State and Coca-Cola's Response

"The government," says the District Magistrate Sudansh Pant, "spends millions in Jaipur district on watershed development, on anicuts and small dams." But the State's only response to the movement's specific demands has been to send in the police whenever any agitation takes place, and ban any congregation near the plant, as happened on 5 June this year. It promptly imposes Section 144 IPC, a preventive detention provision defended by the district magistrate. "What if violence takes place? Rajasthan is a very good state from the point of view of law-and-order, we attract investment for that reason."

Coca-Cola's efforts have been more subtle, and two-fold. Rameshwar Kudi says, "The company has bought over some people. The local Member of the Legislative Assembly, who campaigned in the recent elections saying Coca-Cola should go, changed his tune as soon as he won." These allegations are near-impossible to verify, but many people repeated that some local notables and representatives have been bought over.

The other move by Coca-Cola is to engage in some developmental work in the area. It has constructed a half-kilometer stretch of road in the village, and conducts free medical camps and distribution of medicines. Providing tri-cycles to physically handicapped, providing scholarships to some meritorious students in 13 schools in the area, sewing machines to fifty widows, and efforts at recharging groundwater are among other works listed in a company hand-out. Welcome as these might be to its beneficiaries, these moves are aimed essentially at creating goodwill for Coca-Cola and at undermining the movement.
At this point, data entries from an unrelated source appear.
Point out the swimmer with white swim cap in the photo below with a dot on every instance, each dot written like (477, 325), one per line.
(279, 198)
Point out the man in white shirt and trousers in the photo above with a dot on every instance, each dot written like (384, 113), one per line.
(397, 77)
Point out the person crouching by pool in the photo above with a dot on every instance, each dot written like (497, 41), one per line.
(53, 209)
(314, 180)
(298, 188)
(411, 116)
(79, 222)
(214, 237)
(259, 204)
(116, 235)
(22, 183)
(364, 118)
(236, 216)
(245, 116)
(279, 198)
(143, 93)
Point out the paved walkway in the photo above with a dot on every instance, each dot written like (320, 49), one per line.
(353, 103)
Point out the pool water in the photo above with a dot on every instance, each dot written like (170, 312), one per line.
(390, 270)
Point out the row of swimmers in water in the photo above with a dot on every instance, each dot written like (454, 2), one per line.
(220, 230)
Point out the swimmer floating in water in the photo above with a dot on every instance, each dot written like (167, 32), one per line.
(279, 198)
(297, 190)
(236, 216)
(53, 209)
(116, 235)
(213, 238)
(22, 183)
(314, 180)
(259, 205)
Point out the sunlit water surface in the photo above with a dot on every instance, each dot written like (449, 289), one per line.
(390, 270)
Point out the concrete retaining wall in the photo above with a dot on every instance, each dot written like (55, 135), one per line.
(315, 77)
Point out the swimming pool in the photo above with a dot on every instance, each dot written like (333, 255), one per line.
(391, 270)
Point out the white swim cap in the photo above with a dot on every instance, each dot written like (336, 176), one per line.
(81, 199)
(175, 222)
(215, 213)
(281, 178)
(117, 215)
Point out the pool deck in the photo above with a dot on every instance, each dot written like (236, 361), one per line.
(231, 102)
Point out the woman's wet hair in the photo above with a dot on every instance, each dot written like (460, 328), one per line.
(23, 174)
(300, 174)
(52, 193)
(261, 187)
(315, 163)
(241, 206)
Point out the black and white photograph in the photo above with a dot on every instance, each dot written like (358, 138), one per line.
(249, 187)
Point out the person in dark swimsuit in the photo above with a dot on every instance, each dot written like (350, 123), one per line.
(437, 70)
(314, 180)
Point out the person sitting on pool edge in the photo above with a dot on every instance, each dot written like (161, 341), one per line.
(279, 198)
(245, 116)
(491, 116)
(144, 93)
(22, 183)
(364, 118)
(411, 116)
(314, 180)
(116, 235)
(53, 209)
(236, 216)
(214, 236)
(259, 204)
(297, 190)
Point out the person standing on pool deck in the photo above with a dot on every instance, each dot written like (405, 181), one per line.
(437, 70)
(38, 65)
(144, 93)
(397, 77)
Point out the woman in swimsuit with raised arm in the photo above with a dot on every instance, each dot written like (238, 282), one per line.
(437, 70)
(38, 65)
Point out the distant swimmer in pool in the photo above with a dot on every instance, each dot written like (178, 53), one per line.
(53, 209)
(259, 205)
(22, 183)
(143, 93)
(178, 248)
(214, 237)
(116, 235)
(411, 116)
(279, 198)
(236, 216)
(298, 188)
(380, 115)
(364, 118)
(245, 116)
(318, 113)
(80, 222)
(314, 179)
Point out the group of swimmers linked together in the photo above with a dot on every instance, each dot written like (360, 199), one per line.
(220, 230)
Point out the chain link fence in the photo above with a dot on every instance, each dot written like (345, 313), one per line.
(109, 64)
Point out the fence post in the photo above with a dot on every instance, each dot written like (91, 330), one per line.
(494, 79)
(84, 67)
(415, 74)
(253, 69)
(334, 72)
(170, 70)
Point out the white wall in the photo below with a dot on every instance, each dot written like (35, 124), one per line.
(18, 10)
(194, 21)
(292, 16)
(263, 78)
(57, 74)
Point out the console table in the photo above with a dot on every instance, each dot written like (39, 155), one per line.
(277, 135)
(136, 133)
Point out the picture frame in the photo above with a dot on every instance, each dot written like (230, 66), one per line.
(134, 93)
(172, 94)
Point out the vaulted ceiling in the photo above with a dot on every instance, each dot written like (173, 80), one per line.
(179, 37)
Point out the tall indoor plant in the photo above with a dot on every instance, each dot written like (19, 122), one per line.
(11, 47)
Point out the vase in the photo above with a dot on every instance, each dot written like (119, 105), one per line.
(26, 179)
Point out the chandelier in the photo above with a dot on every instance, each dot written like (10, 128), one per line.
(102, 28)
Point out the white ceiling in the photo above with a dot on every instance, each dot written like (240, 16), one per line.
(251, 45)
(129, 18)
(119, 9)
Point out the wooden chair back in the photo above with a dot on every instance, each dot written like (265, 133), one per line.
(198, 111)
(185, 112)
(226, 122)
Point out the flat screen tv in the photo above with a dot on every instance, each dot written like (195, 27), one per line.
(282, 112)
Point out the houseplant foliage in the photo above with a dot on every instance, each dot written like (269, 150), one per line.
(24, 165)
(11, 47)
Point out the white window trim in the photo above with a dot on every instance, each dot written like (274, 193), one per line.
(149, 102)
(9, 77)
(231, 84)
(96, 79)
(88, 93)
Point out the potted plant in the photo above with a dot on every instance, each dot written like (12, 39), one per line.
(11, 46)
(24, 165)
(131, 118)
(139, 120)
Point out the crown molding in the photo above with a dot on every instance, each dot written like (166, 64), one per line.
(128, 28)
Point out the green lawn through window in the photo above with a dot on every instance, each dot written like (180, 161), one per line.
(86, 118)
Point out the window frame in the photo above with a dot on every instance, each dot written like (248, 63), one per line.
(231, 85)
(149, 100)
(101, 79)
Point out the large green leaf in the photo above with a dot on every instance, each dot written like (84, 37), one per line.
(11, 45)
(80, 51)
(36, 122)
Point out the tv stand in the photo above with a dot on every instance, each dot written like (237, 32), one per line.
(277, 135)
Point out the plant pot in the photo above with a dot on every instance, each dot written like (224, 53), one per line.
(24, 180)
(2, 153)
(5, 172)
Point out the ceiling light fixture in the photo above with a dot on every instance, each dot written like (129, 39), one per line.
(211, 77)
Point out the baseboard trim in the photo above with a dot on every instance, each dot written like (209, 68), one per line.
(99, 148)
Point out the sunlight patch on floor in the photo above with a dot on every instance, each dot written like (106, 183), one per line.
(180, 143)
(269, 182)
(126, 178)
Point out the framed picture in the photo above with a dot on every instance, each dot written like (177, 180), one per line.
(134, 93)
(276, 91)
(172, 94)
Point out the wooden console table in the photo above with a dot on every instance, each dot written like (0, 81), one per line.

They're getting the water for free, but they are buying people's minds.

Some Larger Questions

To conclude, there is no doubt that the Coca-Cola plant's extractions in Kaladera have contributed acutely to an already unfolding water crisis. The anti-Coca-Cola struggle there raises questions about the sometimes thoughtless investment allowed under the ideological mantra of 'industrialization'. Why does one of India's driest states need Coca-Cola and Pepsi plants and breweries, as in Kaladera and Ajmer? This is a state in which, as elsewhere, struggles over water are getting more intense, says Sawai Singh, convener of the Rajasthan Jan Sangharsh Samiti which is in the forefront of the struggle. Just a few days ago, he says, residents of Beawer, Ajmer, blocked a national highway over the lack of access to water, and were baton-charged by the police. This is a state in which, according to the National Commission on Population's District-wise Social Economic Demographic Indicators (2001), of the top 250 districts in India whose households have access to safe drinking water, not a single district is in Rajasthan. Jaipur district is rated 306th out of 569 districts in the country. Should Coca-Cola or Pepsi be a priority for such a state?
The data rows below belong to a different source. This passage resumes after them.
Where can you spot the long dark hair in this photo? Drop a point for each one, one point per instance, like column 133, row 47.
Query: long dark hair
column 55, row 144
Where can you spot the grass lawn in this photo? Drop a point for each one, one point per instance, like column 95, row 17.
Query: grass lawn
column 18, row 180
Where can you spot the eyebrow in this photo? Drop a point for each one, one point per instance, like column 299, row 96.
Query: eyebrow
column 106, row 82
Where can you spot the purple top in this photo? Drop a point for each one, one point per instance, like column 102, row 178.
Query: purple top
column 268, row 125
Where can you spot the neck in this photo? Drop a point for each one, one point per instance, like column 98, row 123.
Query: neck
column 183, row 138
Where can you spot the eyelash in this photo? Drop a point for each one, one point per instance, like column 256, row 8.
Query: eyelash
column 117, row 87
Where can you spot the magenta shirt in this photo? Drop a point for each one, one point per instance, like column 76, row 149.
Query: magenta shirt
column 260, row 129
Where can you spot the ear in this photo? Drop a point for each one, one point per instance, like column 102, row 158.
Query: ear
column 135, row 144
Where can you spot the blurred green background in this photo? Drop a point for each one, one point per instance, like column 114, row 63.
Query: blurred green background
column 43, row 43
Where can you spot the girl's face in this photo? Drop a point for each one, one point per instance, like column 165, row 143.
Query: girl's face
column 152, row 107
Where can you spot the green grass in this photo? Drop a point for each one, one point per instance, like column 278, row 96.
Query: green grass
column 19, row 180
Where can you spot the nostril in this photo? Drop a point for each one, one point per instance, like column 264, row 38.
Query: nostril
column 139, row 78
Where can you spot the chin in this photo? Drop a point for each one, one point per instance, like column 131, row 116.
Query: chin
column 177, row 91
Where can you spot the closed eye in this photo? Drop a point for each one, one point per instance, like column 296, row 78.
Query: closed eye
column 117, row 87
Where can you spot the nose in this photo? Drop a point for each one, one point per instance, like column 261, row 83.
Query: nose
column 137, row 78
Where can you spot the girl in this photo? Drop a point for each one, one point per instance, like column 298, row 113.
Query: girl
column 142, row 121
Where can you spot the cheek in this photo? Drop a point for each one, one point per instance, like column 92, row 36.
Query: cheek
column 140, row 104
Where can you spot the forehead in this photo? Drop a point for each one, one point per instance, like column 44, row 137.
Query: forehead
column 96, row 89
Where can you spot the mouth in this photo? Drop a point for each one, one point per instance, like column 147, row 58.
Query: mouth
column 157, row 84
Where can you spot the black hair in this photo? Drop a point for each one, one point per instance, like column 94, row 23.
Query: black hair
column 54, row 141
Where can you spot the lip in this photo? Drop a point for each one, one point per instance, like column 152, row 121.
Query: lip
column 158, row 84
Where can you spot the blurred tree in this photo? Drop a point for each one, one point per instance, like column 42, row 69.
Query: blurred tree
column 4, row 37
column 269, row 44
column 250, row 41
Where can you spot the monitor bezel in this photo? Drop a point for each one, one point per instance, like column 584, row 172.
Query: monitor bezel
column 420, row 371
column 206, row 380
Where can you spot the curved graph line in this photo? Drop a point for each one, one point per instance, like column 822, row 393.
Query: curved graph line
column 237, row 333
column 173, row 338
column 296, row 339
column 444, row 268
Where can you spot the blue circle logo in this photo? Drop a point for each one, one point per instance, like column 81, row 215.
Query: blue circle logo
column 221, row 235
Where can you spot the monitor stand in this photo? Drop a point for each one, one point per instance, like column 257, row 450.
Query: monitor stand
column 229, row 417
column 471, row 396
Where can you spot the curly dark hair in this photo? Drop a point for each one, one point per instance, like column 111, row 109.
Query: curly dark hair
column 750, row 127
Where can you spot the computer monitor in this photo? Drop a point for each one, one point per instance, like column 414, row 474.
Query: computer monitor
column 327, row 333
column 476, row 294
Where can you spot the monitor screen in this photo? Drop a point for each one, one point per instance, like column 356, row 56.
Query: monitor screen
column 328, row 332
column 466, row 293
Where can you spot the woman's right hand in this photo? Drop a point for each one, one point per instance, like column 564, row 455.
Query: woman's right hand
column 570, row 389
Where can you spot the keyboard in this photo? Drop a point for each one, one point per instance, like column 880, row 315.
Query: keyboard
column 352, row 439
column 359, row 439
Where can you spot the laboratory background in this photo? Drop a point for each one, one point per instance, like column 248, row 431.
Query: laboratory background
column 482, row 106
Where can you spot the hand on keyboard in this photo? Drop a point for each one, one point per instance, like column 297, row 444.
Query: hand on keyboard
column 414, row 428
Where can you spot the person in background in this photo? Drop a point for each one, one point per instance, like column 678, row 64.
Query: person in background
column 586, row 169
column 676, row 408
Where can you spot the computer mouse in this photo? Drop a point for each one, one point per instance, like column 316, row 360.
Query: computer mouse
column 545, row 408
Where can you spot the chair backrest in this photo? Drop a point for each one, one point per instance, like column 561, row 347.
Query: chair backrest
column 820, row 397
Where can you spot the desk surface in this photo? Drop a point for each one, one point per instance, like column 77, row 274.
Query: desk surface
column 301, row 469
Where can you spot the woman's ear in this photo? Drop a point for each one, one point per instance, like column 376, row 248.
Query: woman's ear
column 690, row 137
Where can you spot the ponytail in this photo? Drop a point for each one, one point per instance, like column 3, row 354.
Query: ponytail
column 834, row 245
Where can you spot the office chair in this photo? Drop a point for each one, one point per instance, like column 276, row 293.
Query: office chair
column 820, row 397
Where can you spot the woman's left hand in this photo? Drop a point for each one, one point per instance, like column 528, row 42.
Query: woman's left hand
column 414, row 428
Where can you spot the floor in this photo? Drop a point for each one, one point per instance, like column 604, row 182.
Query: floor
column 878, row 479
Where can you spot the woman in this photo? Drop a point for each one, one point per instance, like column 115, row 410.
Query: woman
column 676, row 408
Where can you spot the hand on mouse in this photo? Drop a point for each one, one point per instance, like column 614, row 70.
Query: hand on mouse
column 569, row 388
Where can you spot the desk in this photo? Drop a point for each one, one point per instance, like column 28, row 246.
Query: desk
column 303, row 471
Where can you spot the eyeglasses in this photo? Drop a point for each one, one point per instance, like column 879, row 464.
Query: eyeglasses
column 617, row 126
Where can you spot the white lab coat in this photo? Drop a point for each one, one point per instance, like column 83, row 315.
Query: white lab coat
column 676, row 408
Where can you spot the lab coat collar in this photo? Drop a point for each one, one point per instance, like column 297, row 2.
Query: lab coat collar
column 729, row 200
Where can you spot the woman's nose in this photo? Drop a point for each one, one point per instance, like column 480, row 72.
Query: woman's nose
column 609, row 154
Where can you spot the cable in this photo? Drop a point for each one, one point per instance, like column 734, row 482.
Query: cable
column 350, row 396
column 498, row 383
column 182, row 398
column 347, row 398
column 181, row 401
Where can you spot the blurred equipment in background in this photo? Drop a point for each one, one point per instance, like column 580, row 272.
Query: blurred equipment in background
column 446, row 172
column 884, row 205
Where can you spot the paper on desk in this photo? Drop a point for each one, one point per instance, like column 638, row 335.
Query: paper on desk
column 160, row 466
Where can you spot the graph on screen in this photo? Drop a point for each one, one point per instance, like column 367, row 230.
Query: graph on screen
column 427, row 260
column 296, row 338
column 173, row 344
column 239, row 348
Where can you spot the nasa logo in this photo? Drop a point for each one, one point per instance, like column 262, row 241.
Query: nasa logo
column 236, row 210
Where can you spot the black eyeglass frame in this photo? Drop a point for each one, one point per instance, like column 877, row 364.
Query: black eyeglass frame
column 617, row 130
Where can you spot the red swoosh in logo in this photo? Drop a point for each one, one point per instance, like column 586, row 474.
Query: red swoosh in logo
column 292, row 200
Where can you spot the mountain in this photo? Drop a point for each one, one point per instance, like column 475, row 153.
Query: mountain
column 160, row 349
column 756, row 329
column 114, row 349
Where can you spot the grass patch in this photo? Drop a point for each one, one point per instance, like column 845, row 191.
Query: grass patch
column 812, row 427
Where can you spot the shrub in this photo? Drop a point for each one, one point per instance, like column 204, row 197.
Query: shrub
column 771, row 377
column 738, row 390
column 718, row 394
Further, Coca-Cola's extraction of ground water at Kaladera and several sites elsewhere in India amounts to nothing less than a privatization of public water, since access to the final product - whether Kinley, Coca-Cola, or other soft drink brands - depends fundamentally, as with all markets, on one's capacity to pay. It also raises questions about the increasingly skewed nature of development itself, as to which social groups pay the price and why, so that the urban middle class and elites can drink bottled water and aerated drinks. Says Sawai Singh, "Water should be available for drinking and agriculture, not for industries that have no social use."

Nagraj Adve is an activist and journalist based in New Delhi.